Ma allora la mastoplastica additiva è oggi sicura?

Le tecniche operatorie si sono evolute negli anni; gli operatori accorti sanno quante metodiche accurate e precise siano importanti al fine di ridurre lo stimolo della capsula. Inoltre è fondamentale scegliere una protesi di concezione moderna e di alta qualità. Le protesi prodotte negli ultimi anni hanno caratteristiche molto diverse rispetto a quelle di un tempo; sono, infatti, studiate per combattere il fenomeno della contrazione capsulare fin dal primo momento.
Ciò non vuol dire che oggi la contrazione capsulare sia solo ricordo di tempi passati, ma significa che la possibilità di sviluppare questo problema è decisamente inferiore.

Cosa fare?

Non ci sono linee guida universalmente riconosciute per trattare questa problematica. Tuttavia, il buon senso e l’esperienza chirurgica danno però queste indicazioni:


– contrazione lieve
, durezza lieve: il massaggio frequente e abbastanza vigoroso è quasi sempre in grado di trattare e mantenere la contrazione in fase iniziale.


– Contrazione di medio grado
: il massaggio vigoroso (squeezing) è tuttora considerato da alcuni una valida tecnica per rompere la capsula periprotesica, da altri una tecnica da abbandonare perché porta ulteriore stimolo alla capsula. La letteratura non è concorde. Il buon senso dice che se la contrazione non è importantissima lo squeezing può essere tentato. Se la contrazione è maggiore, si deve ricorrere allora alla capsulotomia (re intervento mirato ad aprire chirurgicamente la capsula) ed eventualmente a sostituire le protesi.
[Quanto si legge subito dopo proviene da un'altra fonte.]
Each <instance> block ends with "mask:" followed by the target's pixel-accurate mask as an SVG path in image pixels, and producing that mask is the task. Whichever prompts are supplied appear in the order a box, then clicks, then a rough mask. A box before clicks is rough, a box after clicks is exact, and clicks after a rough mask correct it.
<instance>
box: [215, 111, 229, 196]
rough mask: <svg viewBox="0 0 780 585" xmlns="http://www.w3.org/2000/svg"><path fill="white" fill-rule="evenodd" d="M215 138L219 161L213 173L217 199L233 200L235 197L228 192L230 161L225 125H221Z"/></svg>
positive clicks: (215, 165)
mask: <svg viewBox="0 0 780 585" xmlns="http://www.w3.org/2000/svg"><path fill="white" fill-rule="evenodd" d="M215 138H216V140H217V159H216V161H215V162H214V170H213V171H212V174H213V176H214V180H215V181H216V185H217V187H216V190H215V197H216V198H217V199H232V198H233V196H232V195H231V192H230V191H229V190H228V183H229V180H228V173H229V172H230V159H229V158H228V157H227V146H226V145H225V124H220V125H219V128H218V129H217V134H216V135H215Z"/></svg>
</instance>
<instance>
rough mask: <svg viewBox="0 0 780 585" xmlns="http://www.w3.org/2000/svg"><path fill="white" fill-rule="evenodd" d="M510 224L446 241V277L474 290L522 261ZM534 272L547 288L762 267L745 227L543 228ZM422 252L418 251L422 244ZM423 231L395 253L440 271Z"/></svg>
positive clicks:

– Contrazione di alto grado
: la capsulectomia (asportazione della capsula) e la sostituzione delle protesi, eventualmente cambiando di piano (ad esempio da sottoghiandolare a sottomuscolare) sono punti cardine del trattamento.
Nei casi più severi può essere utile il ricorso alle protesi di poliuretano (protesi di silicone rivestite di una fine membrana di poliuretano), materiale che contrasta grandemente la formazione della capsula periprotesica.
Ci sono poi trattamenti aggiuntivi, da alcuni autori proposti come audiuvanti della lotta alla contrazione ma la cui scientificità non è mai stata dimostrata come la somministrazione di broncodilatatori e l’utilizzo degli ultrasuoni.